Here’s what our specialist says never to leave home without. First, pack an alcohol-based gel, such as Purel, for disinfecting hands after bathroom breaks and before meals in areas without clean water. For tropical journeys, bring pants and long-sleeve shirts and plenty of deet; malaria is by far your most serious health concern. If you’re headed deep into the
wilds, ask your doctor for a just-in-case antibiotic — ciprofloxacin and azithromycin are the current intestinal nukes of choice — as a hedge against pharmacological isolation. While you’re at it, get the name of a good doctor or hospital in the region where you intend to disappear. It’s wise to stock up on oral rehydration salts, packets of water-soluble
potassium, glucose, and electrolytes for those times when you find yourself, as one out of three off-the-beaten-track travelers does, dropping a lot of what your body needs down a hole in the floor. And if all else fails and you do come back with Schistosoma flukes copulating incessantly inside your intestinal veins, call the American Society of Tropical Medicine and
Hygiene (847-480-9592) to locate the specialist nearest you.
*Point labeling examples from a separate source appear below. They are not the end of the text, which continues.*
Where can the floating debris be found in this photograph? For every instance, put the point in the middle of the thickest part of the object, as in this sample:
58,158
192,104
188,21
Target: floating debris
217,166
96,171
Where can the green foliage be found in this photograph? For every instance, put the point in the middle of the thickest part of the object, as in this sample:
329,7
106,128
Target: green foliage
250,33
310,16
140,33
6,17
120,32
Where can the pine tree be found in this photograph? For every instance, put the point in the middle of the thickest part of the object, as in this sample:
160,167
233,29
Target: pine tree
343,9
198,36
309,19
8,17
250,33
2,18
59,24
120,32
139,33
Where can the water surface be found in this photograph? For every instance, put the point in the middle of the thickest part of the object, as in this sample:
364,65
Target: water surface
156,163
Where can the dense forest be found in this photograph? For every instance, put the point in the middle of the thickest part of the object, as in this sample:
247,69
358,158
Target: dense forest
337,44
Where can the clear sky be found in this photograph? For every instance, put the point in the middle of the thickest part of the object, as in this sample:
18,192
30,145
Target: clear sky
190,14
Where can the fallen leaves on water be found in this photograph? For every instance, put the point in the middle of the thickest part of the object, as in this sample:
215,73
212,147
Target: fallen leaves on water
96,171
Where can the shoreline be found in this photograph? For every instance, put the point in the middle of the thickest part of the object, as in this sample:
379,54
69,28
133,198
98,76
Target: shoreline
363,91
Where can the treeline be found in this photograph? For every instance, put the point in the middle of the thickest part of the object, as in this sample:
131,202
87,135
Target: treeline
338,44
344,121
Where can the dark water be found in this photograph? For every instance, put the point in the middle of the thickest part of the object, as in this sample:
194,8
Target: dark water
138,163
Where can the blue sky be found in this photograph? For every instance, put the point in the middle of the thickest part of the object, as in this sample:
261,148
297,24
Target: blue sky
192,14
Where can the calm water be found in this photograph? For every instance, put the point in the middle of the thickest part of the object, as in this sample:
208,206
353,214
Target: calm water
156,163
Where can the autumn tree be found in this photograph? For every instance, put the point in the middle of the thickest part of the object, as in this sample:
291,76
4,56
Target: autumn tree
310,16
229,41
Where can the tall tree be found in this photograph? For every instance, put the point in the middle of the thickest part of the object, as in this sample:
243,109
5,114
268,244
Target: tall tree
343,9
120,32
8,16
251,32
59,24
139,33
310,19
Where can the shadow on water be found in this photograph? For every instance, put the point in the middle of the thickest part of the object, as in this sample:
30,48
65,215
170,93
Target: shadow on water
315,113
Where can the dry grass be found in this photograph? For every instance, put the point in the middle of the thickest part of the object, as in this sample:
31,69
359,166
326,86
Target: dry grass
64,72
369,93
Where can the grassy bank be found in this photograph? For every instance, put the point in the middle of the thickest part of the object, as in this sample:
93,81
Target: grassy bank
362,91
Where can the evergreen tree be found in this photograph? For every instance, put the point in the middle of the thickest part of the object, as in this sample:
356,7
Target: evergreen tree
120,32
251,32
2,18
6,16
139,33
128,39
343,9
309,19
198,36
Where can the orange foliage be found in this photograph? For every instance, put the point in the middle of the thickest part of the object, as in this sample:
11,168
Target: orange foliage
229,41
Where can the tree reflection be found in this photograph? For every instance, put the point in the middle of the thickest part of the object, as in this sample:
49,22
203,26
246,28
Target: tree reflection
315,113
Q: What should I look for in my trip leader: Dr. Kildare, or Tarzan, Lord of the Jungle?
A: Résumés seem effete for professional adventurers, but if Bruce Klepinger typed his up, it would include the 15 years he spent guiding for Mountain Travel (logging 355 field days in a single year), the fact that he’s led perhaps more treks than anyone in the business (about 300), and even his auspicious nickname, “the
Saint” (bestowed for keeping his cool around loutish clients). Klepinger and a few handpicked veterans now lead all trips for his 10-year-old company, Ibex Expeditions, so his clients can count on proven track records. But with the larger companies offering more outings than ever before, getting the dope on your leader — who is often the key to your journey’s
success — can take some legwork.
So to help you judge the credentials of your prospective guide, here are the Saint’s reconnaissance pointers: Once you’ve settled on a trip, call the outfitter and ask to speak with the guide. If that’s not possible, ask a knowledgeable staffer to answer questions in his stead. First, you want details about the guide’s background. While there’s no central
accreditation organization, you’re looking for a man or woman who’s, well, well-rounded. “Climbing credentials don’t mean anything,” Klepinger says. “You need to be a geographer, an ethnographer, a philosopher; to understand weather, avalanches, and glaciers. The more remote the trek, the more of a renaissance guide you need to be.” His next suggestion: See how long
your guide has been at it, and how many trips he’s led in this region. “There are some folks I trust to blind-lead a trip,” he says — but if your guide has less than six years experience and is venturing into a new area, be worried. (This is less of a concern with well-established outfitters, who are increasingly using specialized guides: Buddhist studies
professors for Tibetan treks, wildlife biologists for Baja sea-kayak trips.) Check your guide’s medical training; none is officially required, but an EMT certainly lends peace of mind. And be sure to get phone numbers of a few past clients who can offer valuable insights into his on-the-job demeanor. Finally, Klepinger urges, try to travel with guide teams — one
Westerner and one English-speaking native. Not only will a local ensure that your group is more considerate of remote communities, he also may know a few red-tape-cutting tricks. Like, say, how to get past an AK-47-toting Chinese border guard (with a case of beer and a first-name reference to a highly placed factotum who’s, ahem, just dying to hear how you enjoyed
Mount Kailas upon your return to Beijing).